Voyage and return. Wow, very much a sine curve, I should have saved that description for this one. I like the description from the post: “In these tales, characters are plunged into a strange and foreign land, come to grips with it, confront setbacks and dark turns but wind up in the end with a return to safety and some form of normalcy—as well as achieving a degree of understanding during their journey from naïveté to wisdom.” I have to say, that pretty much describes Tuyo.

Rise and fall. Yeah, it takes a lot for me to tolerate that story structure. I’m thinking here of The King Must Die by Mary Renault — especially if you include The Bull From the Sea.

Descent. That is a very self-explanatory title. Nothing could get me to read a book with this story structure, as long as I knew going in that this was the structure. Ah, actually, the novel used as an example is Gone Girl. I remember reading …. yes, here it is … this review of Gone Girl and saying Ah ha, I have dodged a bullet here, now I know never to get anywhere near this novel.

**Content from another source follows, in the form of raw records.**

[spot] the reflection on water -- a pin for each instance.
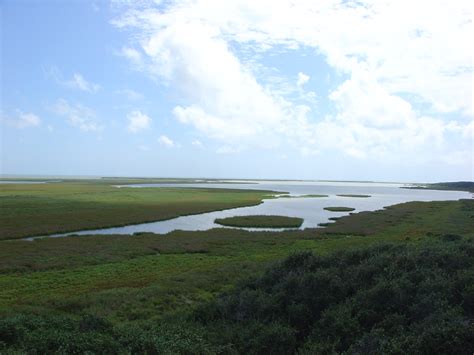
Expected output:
(310, 209)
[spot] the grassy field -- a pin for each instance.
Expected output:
(263, 221)
(40, 209)
(149, 276)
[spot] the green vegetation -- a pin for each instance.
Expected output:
(339, 209)
(263, 221)
(40, 209)
(382, 299)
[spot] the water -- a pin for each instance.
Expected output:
(310, 209)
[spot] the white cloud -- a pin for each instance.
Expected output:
(132, 55)
(76, 82)
(197, 143)
(132, 95)
(165, 141)
(302, 79)
(79, 82)
(138, 121)
(391, 58)
(22, 120)
(77, 115)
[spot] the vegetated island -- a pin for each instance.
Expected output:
(339, 209)
(303, 196)
(261, 221)
(450, 186)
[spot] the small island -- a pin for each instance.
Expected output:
(339, 209)
(261, 221)
(303, 196)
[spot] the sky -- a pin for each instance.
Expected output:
(344, 90)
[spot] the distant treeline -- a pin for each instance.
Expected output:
(456, 186)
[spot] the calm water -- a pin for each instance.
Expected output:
(310, 209)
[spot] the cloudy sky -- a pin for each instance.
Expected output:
(367, 90)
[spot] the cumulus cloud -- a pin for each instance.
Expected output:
(80, 83)
(166, 141)
(302, 79)
(138, 121)
(391, 60)
(77, 115)
(22, 120)
(130, 94)
(197, 143)
(76, 82)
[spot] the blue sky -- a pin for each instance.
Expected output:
(320, 90)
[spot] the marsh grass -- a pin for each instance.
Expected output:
(32, 210)
(261, 221)
(147, 278)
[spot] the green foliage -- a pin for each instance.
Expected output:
(381, 299)
(263, 221)
(41, 209)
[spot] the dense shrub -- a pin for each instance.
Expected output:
(387, 299)
(383, 299)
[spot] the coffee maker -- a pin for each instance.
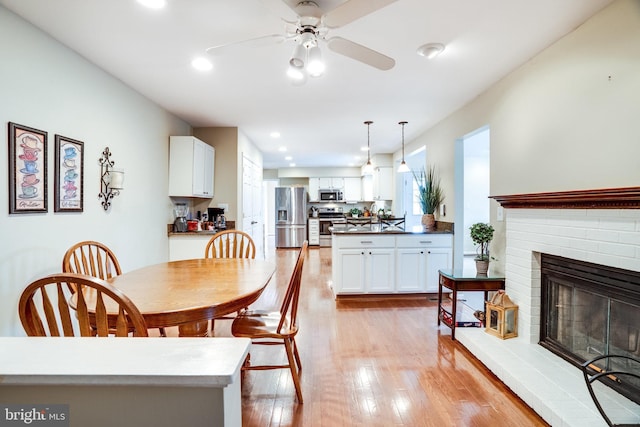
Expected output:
(217, 216)
(180, 224)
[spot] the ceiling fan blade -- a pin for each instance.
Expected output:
(351, 10)
(360, 53)
(253, 42)
(281, 9)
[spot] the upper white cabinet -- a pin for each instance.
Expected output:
(383, 183)
(352, 189)
(314, 187)
(191, 165)
(331, 183)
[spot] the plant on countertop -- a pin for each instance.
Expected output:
(429, 190)
(482, 234)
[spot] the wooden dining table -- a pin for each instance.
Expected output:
(191, 292)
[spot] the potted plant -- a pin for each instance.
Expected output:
(482, 234)
(430, 195)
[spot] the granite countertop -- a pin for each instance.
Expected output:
(387, 231)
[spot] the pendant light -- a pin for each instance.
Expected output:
(403, 165)
(368, 168)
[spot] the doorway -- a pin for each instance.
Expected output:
(407, 202)
(472, 187)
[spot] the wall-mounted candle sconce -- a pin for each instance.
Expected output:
(111, 179)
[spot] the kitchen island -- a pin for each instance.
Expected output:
(393, 261)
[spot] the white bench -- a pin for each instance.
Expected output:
(127, 381)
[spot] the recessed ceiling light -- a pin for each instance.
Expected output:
(201, 64)
(153, 4)
(430, 50)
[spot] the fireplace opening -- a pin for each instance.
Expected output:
(590, 310)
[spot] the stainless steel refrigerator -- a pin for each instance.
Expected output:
(291, 217)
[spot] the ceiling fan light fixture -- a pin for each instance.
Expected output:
(430, 50)
(296, 74)
(315, 65)
(298, 57)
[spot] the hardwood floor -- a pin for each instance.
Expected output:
(371, 362)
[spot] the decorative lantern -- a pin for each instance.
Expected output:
(502, 316)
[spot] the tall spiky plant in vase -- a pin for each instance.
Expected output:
(430, 195)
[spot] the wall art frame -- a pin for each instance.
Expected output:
(68, 175)
(27, 169)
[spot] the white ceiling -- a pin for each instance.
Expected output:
(321, 122)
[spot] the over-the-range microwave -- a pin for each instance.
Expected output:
(330, 196)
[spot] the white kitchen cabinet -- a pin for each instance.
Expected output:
(383, 183)
(314, 189)
(188, 245)
(191, 167)
(336, 183)
(352, 189)
(314, 232)
(379, 263)
(419, 257)
(363, 264)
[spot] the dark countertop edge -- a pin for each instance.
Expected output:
(390, 232)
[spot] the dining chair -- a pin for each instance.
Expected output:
(611, 369)
(230, 244)
(276, 327)
(94, 259)
(45, 308)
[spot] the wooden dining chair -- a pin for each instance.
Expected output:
(230, 244)
(94, 259)
(45, 309)
(277, 327)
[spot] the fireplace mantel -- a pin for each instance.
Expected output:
(607, 198)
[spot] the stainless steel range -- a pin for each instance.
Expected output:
(327, 216)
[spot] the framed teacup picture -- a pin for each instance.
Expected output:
(27, 169)
(68, 175)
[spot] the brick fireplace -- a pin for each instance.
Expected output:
(597, 226)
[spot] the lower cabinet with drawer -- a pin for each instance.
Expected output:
(418, 260)
(388, 264)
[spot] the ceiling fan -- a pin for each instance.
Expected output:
(307, 25)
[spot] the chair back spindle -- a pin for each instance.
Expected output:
(45, 309)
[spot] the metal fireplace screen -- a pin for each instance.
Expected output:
(590, 310)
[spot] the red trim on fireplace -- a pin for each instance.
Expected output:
(606, 198)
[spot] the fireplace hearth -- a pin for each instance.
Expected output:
(589, 310)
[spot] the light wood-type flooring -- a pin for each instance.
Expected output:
(374, 362)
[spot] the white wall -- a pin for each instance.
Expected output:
(47, 86)
(566, 120)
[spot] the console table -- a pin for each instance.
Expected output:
(463, 280)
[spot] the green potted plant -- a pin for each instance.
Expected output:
(430, 195)
(482, 234)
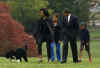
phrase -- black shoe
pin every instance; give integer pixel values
(78, 61)
(63, 62)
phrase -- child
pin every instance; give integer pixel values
(56, 37)
(85, 41)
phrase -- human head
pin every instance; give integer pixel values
(66, 11)
(44, 12)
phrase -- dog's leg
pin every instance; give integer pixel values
(25, 58)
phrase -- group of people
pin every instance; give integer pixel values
(53, 30)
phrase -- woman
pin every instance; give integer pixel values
(56, 37)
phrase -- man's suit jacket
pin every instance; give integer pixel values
(43, 32)
(71, 28)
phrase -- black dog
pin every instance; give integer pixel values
(18, 54)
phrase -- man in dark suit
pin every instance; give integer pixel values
(43, 32)
(70, 32)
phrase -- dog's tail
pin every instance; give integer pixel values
(26, 47)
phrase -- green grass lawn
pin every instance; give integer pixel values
(95, 49)
(95, 34)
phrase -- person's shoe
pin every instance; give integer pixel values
(78, 61)
(63, 62)
(90, 60)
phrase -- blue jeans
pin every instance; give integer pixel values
(57, 51)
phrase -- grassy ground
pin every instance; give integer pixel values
(95, 46)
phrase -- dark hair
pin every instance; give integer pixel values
(45, 10)
(67, 10)
(56, 14)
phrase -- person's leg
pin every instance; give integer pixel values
(25, 58)
(52, 44)
(81, 50)
(58, 52)
(65, 51)
(40, 49)
(74, 50)
(48, 50)
(87, 47)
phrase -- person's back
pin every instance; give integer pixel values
(84, 34)
(84, 41)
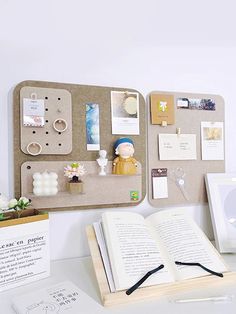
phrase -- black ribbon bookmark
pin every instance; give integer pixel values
(203, 267)
(145, 277)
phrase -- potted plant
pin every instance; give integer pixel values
(23, 229)
(74, 172)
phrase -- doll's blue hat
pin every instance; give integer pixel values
(122, 140)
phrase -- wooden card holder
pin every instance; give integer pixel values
(55, 137)
(152, 292)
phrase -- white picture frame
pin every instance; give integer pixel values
(221, 192)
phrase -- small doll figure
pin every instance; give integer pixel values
(124, 163)
(102, 162)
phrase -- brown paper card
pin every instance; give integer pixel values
(162, 109)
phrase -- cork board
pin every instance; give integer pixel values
(189, 122)
(81, 95)
(92, 195)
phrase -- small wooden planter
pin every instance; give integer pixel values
(75, 187)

So, those are the proposed shapes. Seven, as opposed to Vonnegut’s eight. I would definitely add an alternative quest shape where the arc at the end is upward, not downward. I’d give the basic structure a different name if it wound up turning down rather than up at the end. Other than that, I guess I agree that these basic shapes look like they might plausibly describe a very large proportion of novels, as one might expect with such broad definition.